Don’t Quit Your Day Job

woman working at computer

Hate your boss? Considering a job offer from a new company? Thinking about starting your own business? Follow your dreams, kid—but maybe wait a bit before you try to buy a home. Mortgage lenders are happiest loaning money to borrowers with boring, predictable, steady incomes.

Most mortgage lenders are going to want to see that you’ve had a job in the same field for at least two years. Newly minted grads with professional degrees and high salary job offers in hand can sometimes wiggle around employment history requirements.

If you already work for yourself or own your own business, be prepared to show potential lenders several years of profit and loss statements squarely in the black. (Check out our checklist of documents you’ll need for your mortgage application here.)

Serial job-hoppers and career-changers will have a tough time convincing a lender that their lives are stable enough to handle regular mortgage payments. So if you’ve got a choice about sticking it out with your current gig or hunting for a new one? Think about whether you might be better off waiting until after you’ve purchased a home to start your job search, or whether it might be wiser to postpone your house hunt until after you have found and settled into a new job.

Of course, some changes in work status can’t be avoided. A sudden job loss or illness can upend your home-buying plan in a hurry. If you’re already in the process of buying a home and finalizing a mortgage when you experience a major change in income or employment status, let your lender know right away. Many lenders double check your employment status one more time right before closing. You don’t want to be caught in what looks like a lie by a prospective lender.

Don’t Goof Up Your Credit

Shiny Red Car

Your credit score may never be more important than it is when you’re trying to purchase a home. Having a high score can get you a better interest rate on your mortgage than folks with lower credit scores. So if you’ve got a great credit score, you’ll want to do everything you possibly can to maintain it.

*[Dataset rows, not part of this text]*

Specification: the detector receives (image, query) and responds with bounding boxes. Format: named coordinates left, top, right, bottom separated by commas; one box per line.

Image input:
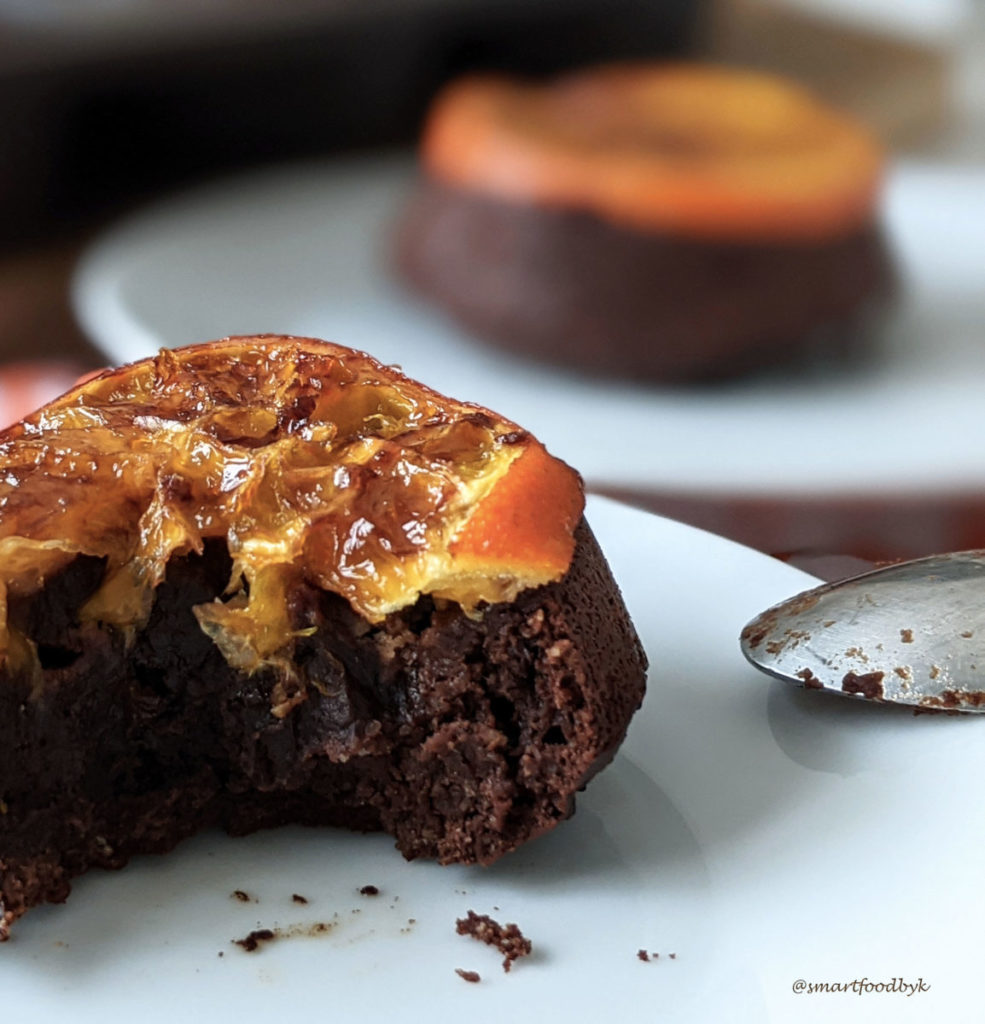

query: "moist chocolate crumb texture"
left=0, top=336, right=647, bottom=938
left=455, top=910, right=531, bottom=972
left=396, top=64, right=896, bottom=382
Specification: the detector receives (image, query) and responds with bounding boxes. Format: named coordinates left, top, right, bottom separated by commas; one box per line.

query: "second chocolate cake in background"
left=395, top=63, right=896, bottom=382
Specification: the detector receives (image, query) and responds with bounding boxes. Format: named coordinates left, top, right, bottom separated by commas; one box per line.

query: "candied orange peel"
left=0, top=336, right=583, bottom=673
left=422, top=63, right=885, bottom=242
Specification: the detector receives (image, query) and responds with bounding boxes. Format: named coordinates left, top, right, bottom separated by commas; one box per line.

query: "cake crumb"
left=232, top=921, right=335, bottom=952
left=637, top=949, right=650, bottom=962
left=231, top=889, right=252, bottom=903
left=455, top=968, right=481, bottom=983
left=233, top=928, right=275, bottom=952
left=455, top=910, right=532, bottom=972
left=669, top=952, right=677, bottom=959
left=359, top=885, right=380, bottom=896
left=291, top=894, right=308, bottom=905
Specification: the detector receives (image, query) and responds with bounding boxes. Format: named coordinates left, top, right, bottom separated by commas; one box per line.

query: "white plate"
left=73, top=154, right=985, bottom=495
left=3, top=496, right=983, bottom=1022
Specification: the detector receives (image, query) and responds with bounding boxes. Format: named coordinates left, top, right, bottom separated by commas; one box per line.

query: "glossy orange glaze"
left=449, top=442, right=584, bottom=576
left=423, top=64, right=885, bottom=243
left=0, top=337, right=583, bottom=671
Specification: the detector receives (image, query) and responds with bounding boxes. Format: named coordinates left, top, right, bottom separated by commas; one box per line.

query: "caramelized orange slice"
left=423, top=63, right=885, bottom=242
left=0, top=337, right=583, bottom=673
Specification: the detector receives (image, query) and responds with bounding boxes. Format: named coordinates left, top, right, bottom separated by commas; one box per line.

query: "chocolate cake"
left=0, top=336, right=646, bottom=938
left=396, top=64, right=896, bottom=382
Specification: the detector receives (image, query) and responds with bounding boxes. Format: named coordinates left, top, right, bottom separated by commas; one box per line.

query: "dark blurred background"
left=0, top=0, right=701, bottom=247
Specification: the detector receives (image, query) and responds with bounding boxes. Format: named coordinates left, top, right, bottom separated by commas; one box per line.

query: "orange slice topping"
left=0, top=337, right=583, bottom=673
left=422, top=63, right=885, bottom=242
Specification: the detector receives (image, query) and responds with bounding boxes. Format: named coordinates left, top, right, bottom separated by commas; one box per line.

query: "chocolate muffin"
left=396, top=63, right=896, bottom=382
left=0, top=336, right=646, bottom=938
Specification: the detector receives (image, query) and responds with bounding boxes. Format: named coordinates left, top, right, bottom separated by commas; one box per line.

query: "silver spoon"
left=740, top=550, right=985, bottom=712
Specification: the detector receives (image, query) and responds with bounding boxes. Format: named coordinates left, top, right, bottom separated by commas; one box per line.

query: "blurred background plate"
left=73, top=152, right=985, bottom=496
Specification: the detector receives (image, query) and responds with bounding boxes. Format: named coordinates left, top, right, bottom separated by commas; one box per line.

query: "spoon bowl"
left=740, top=550, right=985, bottom=712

Don’t make any other major purchases—even and especially if you can make those purchases with credit.

Instead, you should do your best to pay down your credit card debt, as long as doing so won’t compromise your cash savings. Lowering the balances on your credit cards will lower your credit utilization rate. That should be good for your credit score. And as a bonus, lowering the balances on your credit cards should reduce your monthly debt-to-income ratio, which directly affects how much money a potential mortgage lender might be willing to loan you.

Quick note: If you get the balance on any of your credit cards down to nothing, don’t close the accounts. Closing the account will shrink your potentially available credit, which can hurt your credit score.

Don’t Make Any Mysterious Bank Deposits

Suitcase full of cash

Lenders aren’t especially concerned with how much you’re spending each month on take out. But they are going to check that the money coming into your bank account each month matches up with your reported income.

When you apply for a mortgage, your lender is going to ask to take a look at your paycheck stubs and your bank statements for at least the last few months.

If a lender sees lower or fewer deposits in your bank account than your reported income might suggest, the lender may assume you’re either lying about your income, or concealing assets. Neither is good for your chances of getting a mortgage.

But the more likely scenario for prospective homebuyers is the one-time large cash deposit.

People find the money for down payments on their homes all sorts of places. If you have money that’s been sitting quietly in a savings account for a few years, a lender won’t be too terribly concerned with where the money came from. But if you deposit a whole lot of cash money shortly before applying for a mortgage? Your lender is going to want all the details.

The exact threshold for which you’ll need to provide additional documentation varies by lender. You can expect that any deposits over around $1,000 will raise some eyebrows. (Some lenders will want explanations for deposits or as little as $500.)

The Super Short Version

Remember, you’re not James Bond. You’re a soon-to-be homeowner: maybe a little less glamorous, but no less exciting. If you’re getting a mortgage, don’t make any other, sudden moves with your life or your finances. Don’t join the circus. Don’t buy a boat. And don’t accept a large sum of money you wouldn’t want to explain to a loan officer.

If you’re working towards owning your own home, keep your eyes on your goal. You’ll be a happy homeowner in no time at all.